If you ever have to adjust, replace, or work on the pen you will never get it back out in one piece if you glue it in !!   Jim  S


----------



## furini (Nov 7, 2015)

plantman said:


> If you ever have to adjust, replace, or work on the pen you will never get it back out in one piece if you glue it in !!   Jim  S



But I should be able to pull out the nib and feed?


----------



## Skie_M (Nov 7, 2015)

Yes ... if you can't pull the nib and feed section out, you can't do your usual monthly maintenance and cleaning of your fountain pen ... the dried ink will keep fresh ink from flowing properly, and also keep you from re-filling a refillable ink cartridge.

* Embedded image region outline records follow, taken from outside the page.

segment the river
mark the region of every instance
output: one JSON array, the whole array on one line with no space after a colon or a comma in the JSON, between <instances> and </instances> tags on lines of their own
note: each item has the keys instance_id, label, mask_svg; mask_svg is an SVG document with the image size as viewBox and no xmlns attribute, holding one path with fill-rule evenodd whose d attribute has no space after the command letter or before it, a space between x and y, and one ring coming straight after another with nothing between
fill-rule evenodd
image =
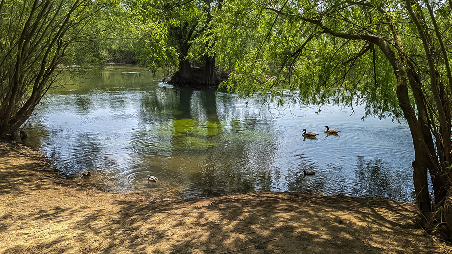
<instances>
[{"instance_id":1,"label":"river","mask_svg":"<svg viewBox=\"0 0 452 254\"><path fill-rule=\"evenodd\" d=\"M26 127L29 145L87 184L159 198L289 191L413 200L405 122L362 121L358 106L316 113L176 89L134 68L88 71L86 78L50 91ZM341 132L326 135L325 125ZM316 138L304 138L305 128ZM315 174L304 178L303 170ZM83 179L87 171L92 175Z\"/></svg>"}]
</instances>

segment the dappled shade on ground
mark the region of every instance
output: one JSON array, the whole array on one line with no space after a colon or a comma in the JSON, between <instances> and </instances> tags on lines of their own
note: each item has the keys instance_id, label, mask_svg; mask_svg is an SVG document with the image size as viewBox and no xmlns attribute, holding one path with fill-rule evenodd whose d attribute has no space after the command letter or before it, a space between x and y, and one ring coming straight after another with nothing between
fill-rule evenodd
<instances>
[{"instance_id":1,"label":"dappled shade on ground","mask_svg":"<svg viewBox=\"0 0 452 254\"><path fill-rule=\"evenodd\" d=\"M0 253L431 253L450 251L379 198L254 193L161 201L56 174L0 143Z\"/></svg>"}]
</instances>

It should be a nice firm friction fit, to keep excess ink from flowing out and keep too much air from getting to the ink and drying it out.


----------



## darrin1200 (Nov 8, 2015)

Rather than gluing it in, whay was recommended to me was a little pure silicone grease on the threads to seal it.


----------



## 79spitfire (Nov 10, 2015)

Many commercial pens have the sleeve that holds the nib and feed glued in. Montblanc actually uses a 'sealer' on the feed and nib to prevent customers from 'adjusting' nibs. Carefully done the nib and feed should still be removable. 

Are you having trouble with them unscrewing, or are you trying to avoid tapping the section?


----------



## edstreet (Nov 11, 2015)

Perhaps Jeff can give us some sage wisdom on proper fountain nib usage and weight in on the glue topic.


----------



## jeff (Nov 11, 2015)

edstreet said:


> Perhaps Jeff can give us some sage wisdom on proper fountain nib usage and weight in on the glue topic.



Why would you say that Ed? I've never claimed to have any such knowledge.

I deleted your post because I didn't like your response of "non intelligent" directed at the posters question.  It was unnecessary. I consider comments like that to contribute to a climate of hostility.

What's your point by calling me out?


----------



## furini (Nov 11, 2015)

Thanks for the extra contributions - I asked because I was thinking of doing it without having to buy a new tap as I've found cheap nibs, feeds and holders (total cost £0.65!).  I know they're not going to be great pens but I've had a go with a converter stuck on the end before making a pen from the components and it writes ok.  They're going to be gifts to my students - can't run to £300 for decent Bock nibs for all of them!

I was sure I'd come across some kits where the nib and feed had the holder glued into the section, but as it is, I've ordered a tap from Mike which is nearly the right size.  I need 6.4 x .5 and have ordered a 6.5 x.5 as I can't find the 6.4 one anywhere.  It'll make each pen cost me a £1 more which I can live with.

Cheers

Stewart


----------